Las opciones no abundaban: o me volcaba al mandato familiar implícito de ser abogada, o me plantaba cual oveja negra ante la familia con la idea de ser periodista. Lo hice. Con 18 años me embarqué en una carrera casi desconocida para mí. Admito con cierta vergüenza que cuando empecé, no tocaba un diario ni por inercia. Y no faltó el “¿De qué vas a vivir con eso?” desalentador al principio del camino. Pero nunca me importó.
De a poco me fui soltando. Leía hasta cuatro periódicos por día tratando de copiar el estilo, y escribía notas hasta el hartazgo. Una y cien veces.
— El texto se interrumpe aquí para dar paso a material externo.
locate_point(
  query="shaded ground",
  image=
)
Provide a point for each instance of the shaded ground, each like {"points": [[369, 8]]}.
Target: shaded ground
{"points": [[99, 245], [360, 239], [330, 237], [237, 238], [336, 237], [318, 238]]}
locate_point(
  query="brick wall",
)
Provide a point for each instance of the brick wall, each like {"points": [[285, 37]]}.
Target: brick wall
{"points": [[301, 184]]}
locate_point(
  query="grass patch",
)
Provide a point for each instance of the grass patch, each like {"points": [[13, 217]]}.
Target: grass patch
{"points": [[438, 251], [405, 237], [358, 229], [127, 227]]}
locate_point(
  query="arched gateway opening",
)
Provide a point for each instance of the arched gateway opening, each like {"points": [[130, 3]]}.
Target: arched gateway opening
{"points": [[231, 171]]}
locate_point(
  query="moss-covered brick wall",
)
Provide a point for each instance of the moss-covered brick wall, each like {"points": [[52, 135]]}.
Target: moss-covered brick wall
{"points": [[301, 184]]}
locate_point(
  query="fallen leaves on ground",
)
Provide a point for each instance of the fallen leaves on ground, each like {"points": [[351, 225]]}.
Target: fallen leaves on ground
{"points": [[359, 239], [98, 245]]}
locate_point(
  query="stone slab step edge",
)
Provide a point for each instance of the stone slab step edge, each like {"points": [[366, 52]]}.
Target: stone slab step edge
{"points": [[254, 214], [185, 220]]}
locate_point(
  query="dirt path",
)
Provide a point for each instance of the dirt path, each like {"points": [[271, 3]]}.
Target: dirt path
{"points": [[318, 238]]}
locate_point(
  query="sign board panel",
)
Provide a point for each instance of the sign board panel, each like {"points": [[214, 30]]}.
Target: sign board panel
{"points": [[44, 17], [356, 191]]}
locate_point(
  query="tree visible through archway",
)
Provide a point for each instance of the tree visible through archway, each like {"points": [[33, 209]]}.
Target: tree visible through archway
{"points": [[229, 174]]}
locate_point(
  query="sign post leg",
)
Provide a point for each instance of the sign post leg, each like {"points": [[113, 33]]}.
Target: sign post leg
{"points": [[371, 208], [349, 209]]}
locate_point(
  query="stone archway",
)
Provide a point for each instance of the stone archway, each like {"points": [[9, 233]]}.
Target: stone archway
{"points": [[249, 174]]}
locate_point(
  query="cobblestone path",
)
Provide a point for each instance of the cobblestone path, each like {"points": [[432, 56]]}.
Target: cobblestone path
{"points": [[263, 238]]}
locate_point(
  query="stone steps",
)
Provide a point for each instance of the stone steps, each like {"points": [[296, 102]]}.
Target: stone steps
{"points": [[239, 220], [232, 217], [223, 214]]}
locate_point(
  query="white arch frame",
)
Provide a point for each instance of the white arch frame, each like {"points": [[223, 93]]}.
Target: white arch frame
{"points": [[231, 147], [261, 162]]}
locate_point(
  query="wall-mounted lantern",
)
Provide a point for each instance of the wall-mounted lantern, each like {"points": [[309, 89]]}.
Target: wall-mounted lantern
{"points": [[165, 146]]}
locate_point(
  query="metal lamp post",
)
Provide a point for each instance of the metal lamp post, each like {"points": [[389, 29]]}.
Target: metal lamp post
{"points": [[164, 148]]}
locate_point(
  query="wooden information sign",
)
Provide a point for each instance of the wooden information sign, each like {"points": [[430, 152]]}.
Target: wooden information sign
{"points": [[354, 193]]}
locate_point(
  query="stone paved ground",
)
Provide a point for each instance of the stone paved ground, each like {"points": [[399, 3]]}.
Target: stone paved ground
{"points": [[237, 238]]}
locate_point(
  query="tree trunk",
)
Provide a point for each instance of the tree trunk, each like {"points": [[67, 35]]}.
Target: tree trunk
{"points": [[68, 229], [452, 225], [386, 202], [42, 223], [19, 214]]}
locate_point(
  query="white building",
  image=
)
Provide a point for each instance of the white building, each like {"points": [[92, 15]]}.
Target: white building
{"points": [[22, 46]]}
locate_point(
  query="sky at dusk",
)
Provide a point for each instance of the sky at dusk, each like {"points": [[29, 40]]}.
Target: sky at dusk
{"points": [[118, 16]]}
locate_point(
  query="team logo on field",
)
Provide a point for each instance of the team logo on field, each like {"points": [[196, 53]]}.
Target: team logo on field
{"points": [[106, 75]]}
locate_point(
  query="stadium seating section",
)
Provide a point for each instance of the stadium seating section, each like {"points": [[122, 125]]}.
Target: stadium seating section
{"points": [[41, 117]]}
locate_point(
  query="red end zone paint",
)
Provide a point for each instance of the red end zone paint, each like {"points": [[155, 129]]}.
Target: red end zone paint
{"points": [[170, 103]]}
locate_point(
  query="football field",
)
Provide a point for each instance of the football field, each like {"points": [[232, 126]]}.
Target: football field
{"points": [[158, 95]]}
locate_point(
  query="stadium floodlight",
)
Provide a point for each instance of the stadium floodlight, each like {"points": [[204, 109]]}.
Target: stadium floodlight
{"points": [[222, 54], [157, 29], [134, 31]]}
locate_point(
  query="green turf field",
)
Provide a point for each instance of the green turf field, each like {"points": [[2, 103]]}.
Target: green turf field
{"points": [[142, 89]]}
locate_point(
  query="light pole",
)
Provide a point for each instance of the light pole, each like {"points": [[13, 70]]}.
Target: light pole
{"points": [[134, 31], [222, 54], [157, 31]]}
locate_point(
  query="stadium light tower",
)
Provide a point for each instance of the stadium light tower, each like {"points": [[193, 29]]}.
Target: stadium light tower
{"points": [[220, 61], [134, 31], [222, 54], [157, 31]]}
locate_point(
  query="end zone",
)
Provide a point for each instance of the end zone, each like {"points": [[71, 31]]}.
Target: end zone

No me vencía hasta que el texto no me cerrara por completo.
Y así fue: cursé, aprendí, descubrí y terminé por amar la profesión, al punto de que cada mañana me levanto feliz de poder trabajar de lo que quiero. No todo es color de rosa, claro está. Pero no cambiaría por nada la satisfacción que siento cada vez que me siento frente a una pantalla a contar una historia. “Escribí como si fuera un cuentito”, me dijo un profesor alguna vez. Y tenía tanta razón que cada vez que no sé por dónde empezar me resuena en la cabeza esa frase de oro.
Hoy es el Día del periodista. Me alegra enormemente festejarlo. Ojalá todos y cada uno de los que trabajan en esto sientan el orgullo que siento yo cada vez que me piden que explique a qué me dedico. ¡Salud para todos ellos!